I am of the view that due to commercialization of education, the biggest damage has been done to the utility of moral value in our educational system. Historically, India regarded ‘Shiksha’ as a noble tool to eradicate ignorance and help knowledge prevail. But I feel with the opening up of dozens of ‘educational corporations’, we have lost the moral touch in our education.

To undo the damage, NIOS has come up with many community-oriented courses and Life Enrichment Programme on - Education in Human Values, Bharatiya Culture and Heritage, Child Labour Women Empowerment, People of India, Great Personalities of India and programmes on Yoga.

Besides the rigid 9-1 school schedule needs to be restructured. There should also be flexible System of examination and grading system as I feel that just on the basis of 3 hours of examination, we can not estimate a student’s abilities wholly.

How NIOS plans to bring about changes in the vocational educational system?

Gone are the days when nobody wanted his/her child to be a tailor, as yesterdays tailor is today's famous fashion designer. It is only a question of nomenclature. Today, undoubtedly, a good furniture designer (or as earlier termed-carpenter) can earn much more than a bad doctor. Children today are lucky that the world has opened up with so many non-traditional career options. Many of them don't even require any formal qualifications.

NIOS is not only instrumental in generating awareness about the importance of vocational education but also offers quality vocational education keeping in view the needs of the target groups. Presently NIOS offers 76 courses in the broad areas of Agriculture, Engineering and Technology, Health and Paramedical Home Science, Humanites, Hospitality management, Computer and IT related sections, Business and Commerce and Teacher training etc.

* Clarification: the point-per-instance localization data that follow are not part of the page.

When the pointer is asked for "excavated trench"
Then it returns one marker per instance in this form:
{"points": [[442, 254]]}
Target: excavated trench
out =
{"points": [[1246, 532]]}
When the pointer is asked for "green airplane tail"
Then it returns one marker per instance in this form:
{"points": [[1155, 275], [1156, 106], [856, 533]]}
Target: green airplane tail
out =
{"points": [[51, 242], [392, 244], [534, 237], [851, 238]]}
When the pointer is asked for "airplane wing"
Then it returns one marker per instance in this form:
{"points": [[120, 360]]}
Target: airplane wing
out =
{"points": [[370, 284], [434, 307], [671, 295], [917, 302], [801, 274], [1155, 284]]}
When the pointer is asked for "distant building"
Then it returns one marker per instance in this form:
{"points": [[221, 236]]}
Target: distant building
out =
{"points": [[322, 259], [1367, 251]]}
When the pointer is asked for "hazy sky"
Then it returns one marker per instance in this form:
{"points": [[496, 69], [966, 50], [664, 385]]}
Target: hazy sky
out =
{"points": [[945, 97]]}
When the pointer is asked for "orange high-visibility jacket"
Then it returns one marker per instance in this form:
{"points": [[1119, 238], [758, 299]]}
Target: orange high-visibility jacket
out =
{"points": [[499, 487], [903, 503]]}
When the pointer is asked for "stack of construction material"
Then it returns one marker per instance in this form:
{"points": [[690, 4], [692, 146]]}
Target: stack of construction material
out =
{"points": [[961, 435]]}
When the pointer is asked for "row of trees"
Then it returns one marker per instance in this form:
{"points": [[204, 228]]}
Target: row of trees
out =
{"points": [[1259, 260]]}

What are the highly sought–after courses these days?

Going by the popularity of courses at NIOS, humanites courses and vocational courses such as courses in IT and Hardware Maintenance, beauty courses, TV repairing, web designing, air-conditioning, four wheeler mechanism, secretarial procedure, Radiography and computer applications  are among the most popular ones.

Any suggestion for the future leaders of tomorrow?

Yes, I believe India is home to great talents and our students not only have the desire but also the potential to reach the stars.
I also feel that besides focusing on their dreams they should not let go of their moral and cultural values too.